Le livre renvoie les projectiles.
Le livre est une éponge.
Le livre éponge le sang.
Le livre est une raquette et nous marchons dans les neiges fondues.

Vendanges de tous les roués, de tous les rouges, de tous les dehors.
Notre sommeil fermente la poudre.
Il est temps de vider notre couteau, de couler nos contenus de rancune, de poser un rire barillet sur la table … A chaque tour on décapsule un cynisme.
Je brode des bombes en dentelles, roulements à bille et piétinements lacés à ma ceinture,
il n’y a pas à lever une armée de crayons contre les kalachs mais bien à faire passer chaque flux de violence par la tête vive du carbone fossile et déterrer les mots, seule hache de guerre. (Etre viril c’est se vriller dans les courants de l’écrire.)

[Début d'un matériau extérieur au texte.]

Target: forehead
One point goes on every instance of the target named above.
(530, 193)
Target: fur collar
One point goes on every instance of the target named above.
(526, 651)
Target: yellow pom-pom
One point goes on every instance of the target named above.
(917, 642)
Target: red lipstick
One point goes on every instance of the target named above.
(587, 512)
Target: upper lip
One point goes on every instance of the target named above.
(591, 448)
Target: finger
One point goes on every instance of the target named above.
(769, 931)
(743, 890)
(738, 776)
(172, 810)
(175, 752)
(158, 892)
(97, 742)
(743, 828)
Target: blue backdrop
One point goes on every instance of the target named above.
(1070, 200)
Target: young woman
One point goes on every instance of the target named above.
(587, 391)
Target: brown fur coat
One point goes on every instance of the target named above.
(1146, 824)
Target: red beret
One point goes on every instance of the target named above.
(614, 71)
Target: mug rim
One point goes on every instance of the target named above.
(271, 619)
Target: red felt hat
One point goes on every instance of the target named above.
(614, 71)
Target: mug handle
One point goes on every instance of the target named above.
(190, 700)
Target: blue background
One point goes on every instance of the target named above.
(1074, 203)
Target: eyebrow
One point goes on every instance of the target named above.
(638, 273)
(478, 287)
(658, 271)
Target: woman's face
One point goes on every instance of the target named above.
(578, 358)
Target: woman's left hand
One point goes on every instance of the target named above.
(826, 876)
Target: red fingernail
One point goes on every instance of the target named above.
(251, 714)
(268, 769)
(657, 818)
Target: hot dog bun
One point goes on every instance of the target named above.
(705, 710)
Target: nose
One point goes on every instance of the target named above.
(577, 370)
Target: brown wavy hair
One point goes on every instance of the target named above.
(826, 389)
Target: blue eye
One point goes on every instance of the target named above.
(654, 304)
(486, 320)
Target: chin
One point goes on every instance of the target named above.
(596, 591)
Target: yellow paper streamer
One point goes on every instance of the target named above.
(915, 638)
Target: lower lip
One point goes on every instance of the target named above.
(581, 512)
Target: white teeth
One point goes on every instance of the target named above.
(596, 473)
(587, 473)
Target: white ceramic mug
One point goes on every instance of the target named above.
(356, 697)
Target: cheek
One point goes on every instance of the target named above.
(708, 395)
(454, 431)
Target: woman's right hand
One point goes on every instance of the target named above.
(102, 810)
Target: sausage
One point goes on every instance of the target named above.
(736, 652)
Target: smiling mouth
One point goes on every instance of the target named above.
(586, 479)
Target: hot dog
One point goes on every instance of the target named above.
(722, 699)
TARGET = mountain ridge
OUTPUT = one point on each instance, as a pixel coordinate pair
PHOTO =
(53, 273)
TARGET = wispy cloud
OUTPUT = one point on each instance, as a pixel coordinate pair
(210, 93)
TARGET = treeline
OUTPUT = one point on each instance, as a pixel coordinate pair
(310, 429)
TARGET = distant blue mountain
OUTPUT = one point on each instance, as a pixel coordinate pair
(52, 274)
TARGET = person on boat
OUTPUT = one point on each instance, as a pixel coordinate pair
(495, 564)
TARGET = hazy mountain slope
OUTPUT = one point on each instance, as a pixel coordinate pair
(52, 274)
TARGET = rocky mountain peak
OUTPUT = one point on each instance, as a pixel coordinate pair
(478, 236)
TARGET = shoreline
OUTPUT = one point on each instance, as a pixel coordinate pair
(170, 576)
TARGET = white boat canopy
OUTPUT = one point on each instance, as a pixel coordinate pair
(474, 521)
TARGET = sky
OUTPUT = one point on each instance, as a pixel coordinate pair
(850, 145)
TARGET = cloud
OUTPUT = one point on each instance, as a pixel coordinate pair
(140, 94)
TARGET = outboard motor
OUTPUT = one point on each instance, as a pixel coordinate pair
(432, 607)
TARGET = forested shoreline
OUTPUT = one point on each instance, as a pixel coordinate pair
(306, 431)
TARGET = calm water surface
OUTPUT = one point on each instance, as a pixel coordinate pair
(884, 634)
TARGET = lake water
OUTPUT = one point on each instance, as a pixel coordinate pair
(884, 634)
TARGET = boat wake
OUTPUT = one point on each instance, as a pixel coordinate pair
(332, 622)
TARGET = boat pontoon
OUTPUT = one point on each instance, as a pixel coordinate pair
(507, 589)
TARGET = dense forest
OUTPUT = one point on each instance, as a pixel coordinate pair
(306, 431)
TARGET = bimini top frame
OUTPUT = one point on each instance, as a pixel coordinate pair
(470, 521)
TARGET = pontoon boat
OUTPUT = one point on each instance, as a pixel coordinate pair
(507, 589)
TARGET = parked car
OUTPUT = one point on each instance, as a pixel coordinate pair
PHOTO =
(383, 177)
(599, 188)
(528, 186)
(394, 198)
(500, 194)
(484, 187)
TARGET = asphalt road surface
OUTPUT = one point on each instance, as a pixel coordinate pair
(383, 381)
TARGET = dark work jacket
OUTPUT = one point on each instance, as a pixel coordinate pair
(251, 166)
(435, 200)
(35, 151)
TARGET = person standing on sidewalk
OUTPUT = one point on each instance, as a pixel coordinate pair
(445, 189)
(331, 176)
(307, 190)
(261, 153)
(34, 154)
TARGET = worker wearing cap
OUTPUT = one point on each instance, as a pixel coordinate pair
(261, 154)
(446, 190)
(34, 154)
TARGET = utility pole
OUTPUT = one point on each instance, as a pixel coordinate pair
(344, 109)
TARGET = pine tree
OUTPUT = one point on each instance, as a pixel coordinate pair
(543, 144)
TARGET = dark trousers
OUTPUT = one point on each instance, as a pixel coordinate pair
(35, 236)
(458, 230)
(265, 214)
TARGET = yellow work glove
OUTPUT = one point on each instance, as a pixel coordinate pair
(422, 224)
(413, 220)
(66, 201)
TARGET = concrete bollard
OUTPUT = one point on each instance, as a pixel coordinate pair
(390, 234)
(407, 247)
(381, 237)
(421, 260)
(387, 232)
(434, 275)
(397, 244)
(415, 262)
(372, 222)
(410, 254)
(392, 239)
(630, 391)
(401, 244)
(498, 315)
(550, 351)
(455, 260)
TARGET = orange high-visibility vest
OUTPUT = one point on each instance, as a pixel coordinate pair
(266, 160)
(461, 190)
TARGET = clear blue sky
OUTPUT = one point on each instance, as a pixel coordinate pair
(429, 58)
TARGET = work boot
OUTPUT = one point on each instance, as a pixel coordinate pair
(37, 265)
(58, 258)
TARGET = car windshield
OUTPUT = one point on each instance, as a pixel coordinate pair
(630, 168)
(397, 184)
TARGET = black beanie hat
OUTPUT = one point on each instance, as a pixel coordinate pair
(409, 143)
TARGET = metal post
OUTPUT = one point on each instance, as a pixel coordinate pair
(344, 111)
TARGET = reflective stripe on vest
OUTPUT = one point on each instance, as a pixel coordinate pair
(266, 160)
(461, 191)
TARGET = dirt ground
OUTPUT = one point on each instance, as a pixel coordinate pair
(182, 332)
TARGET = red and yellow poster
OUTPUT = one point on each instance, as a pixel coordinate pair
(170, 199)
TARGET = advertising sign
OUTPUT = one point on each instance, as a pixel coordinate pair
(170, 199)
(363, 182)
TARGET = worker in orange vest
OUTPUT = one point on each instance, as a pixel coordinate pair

Poécrimes et tartes à la lettre, les fusils se chargent de mots, de flots bouées et de cadavres.
Je vous parle d’un noel sans père, d’une lune de janvier pelé, glocum dans les veines de l’univers. Les étoiles se figent.

Ma langue, elle, se troue, lierre lambeau enroulé sur des vertèbres de filiations pourries, foulée dans les boues des porcheries de l’histoire post-coloniale.
Je me débite chaque soir et distribue mon corps passoire, vessie-ciguë pour quelles lumières universelles, poumons infestés de grandes idées, branches cassantes, cœur renversé et sur le trottoir des écorces d’humanisme séché, des déclarations de peau.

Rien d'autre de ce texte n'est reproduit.